A: According to the Medicare Act, this is technically allowed if there is no relationship between the practice and the doctor and the doctor does not receive any of the facility fee. However, Medicare have made it clear that this is not their interpretation of the Act and that it is illegal. Ask your insurance company if they will support you should Medicare challenge you. Most insurance companies say they will not support the doctor.
Q: Can you elaborate on how you bill for skin procedures? For example, bill the full amount and let the patient get a rebate, or build gap into the consult fee then bulk bill the procedure on a later date?

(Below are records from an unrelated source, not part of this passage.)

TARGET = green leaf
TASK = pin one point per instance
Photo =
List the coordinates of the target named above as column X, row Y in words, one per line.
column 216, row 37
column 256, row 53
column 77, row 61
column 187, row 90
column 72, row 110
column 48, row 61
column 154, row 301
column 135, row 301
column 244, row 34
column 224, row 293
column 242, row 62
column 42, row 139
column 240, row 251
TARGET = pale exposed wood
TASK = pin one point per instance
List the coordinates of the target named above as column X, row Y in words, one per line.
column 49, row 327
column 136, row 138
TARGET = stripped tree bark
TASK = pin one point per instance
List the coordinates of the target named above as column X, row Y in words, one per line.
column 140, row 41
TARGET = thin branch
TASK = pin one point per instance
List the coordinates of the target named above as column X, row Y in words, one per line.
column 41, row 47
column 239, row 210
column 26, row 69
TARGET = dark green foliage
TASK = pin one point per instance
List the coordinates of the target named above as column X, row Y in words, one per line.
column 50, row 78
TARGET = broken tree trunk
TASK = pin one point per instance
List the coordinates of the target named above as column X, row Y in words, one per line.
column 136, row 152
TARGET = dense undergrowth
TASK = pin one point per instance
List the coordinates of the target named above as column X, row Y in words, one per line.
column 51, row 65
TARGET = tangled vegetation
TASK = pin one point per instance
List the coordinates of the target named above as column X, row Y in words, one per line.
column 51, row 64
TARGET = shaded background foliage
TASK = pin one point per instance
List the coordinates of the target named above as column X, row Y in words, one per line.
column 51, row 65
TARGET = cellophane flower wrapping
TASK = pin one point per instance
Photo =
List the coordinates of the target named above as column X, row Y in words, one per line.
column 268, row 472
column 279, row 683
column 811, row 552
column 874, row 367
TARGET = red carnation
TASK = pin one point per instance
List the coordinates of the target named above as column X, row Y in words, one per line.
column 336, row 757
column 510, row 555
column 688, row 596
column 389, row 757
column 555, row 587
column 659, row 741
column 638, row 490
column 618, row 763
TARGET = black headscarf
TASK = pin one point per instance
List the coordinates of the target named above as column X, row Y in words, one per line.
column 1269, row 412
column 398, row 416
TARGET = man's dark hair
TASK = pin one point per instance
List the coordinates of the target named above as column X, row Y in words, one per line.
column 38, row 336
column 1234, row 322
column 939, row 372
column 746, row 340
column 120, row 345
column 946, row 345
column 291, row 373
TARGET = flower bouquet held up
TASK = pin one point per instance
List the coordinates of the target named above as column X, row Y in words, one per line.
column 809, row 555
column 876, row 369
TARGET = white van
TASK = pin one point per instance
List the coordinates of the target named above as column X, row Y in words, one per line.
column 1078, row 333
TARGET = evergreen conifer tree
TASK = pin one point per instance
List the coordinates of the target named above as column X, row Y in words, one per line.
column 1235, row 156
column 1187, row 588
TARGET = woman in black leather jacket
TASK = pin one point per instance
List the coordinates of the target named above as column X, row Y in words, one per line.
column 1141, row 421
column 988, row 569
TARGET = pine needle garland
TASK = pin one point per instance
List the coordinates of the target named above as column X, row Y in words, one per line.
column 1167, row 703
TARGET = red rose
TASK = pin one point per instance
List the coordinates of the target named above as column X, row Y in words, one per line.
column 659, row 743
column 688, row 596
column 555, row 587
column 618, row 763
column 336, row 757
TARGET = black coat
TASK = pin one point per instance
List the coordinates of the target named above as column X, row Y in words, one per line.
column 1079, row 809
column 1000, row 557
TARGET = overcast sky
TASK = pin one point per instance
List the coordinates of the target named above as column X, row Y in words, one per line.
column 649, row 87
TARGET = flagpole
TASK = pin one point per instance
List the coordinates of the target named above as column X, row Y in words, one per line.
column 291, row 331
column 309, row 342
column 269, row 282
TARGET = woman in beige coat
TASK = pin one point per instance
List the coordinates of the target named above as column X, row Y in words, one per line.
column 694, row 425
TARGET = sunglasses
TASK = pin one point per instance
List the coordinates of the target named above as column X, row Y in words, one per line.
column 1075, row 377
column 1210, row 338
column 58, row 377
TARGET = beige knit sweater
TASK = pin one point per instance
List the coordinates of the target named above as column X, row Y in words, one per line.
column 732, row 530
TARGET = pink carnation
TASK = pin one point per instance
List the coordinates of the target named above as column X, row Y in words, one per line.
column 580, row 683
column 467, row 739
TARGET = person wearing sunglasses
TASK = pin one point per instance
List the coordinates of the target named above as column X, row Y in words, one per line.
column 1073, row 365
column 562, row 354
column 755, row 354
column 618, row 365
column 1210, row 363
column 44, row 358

A: We charge the patient the full amount which includes the gap and the item numbers for the procedure, then the patient can claim back the rebate on the procedure item numbers. If we are unable to charge the item numbers on the day (due to not having the pathology from a biopsy), we try and charge the patient the gap on the day of the procedure and we then charge them the item numbers when they return to have their sutures removed. The patient would then receive 100 per cent of their second payment back. You can charge the gap with a consult item number instead of the procedure item number(s), however if you are charging a consult at the time of a procedure, that consult needs to be clinically relevant and can’t be related to the procedure. If you were charging a consult with every procedure, Medicare would quickly pick this up and question it.
Q: Can you start a practice as private billing rather than bulk bill?
A: Yes, absolutely but you need to be mindful of the local environment and determine what type of practice you want to become.
Q: What are your strategies on how to achieve agreement with doctors and prepare staff before institution? How did you put this proposition to the doctors, as many doctors are non-compliant and entrenched with the culture of bulk billing, and are hesitant and resistant to start charging. What strategies do you suggest for these doctors?
A: I think the first step is to get your doctors to understand their true value and then show them the impact on their income. Also, private billing should allow them to spend more time with the patient as they don’t need to deliver six-minute medicine to make a reasonable income.
Q: Please explain ‘out-of-pocket’ and ‘theatre/room fees’ versus Medicare rules.
A: Although we call them ‘theatre fees’ they are simply a gap payment by the patient, so according to Medicare rules, the doctors must charge the patient the gap and the item numbers, and the patient can claim back to the item number component from Medicare.
Q: Who explains the cost of procedures? The doctors or the staff? And suggested wording?
A: We get the staff to do this as our experience is that most doctors don’t like talking about money. We built a laminated sheet with the various procedures and prices which the staff can show and explain (“Our fees explained” + why we are different/better than other practices and hence charging more). It is also advisable to have prepared responses to patients who push back.
Q: We are confused about how you bill surgical procedures based on time.
A: In our centres, we charge the theatre fees or gap on procedures based on 15-minute increments and all procedures are booked into the appointment book in 15-minute blocks.
Q: It’ll be easy for me to switch from bulk-billing to private billing. But how will I encourage the patients to do the same?
A: You need to forewarn them and explain why you are doing it. You want to deliver the best medical care: list your points of distinction in comparison to other practices to justify the higher fees you charge. For example, have you completed specific training that sets you apart from other doctors? Do you use equipment that can’t be found in every other practice?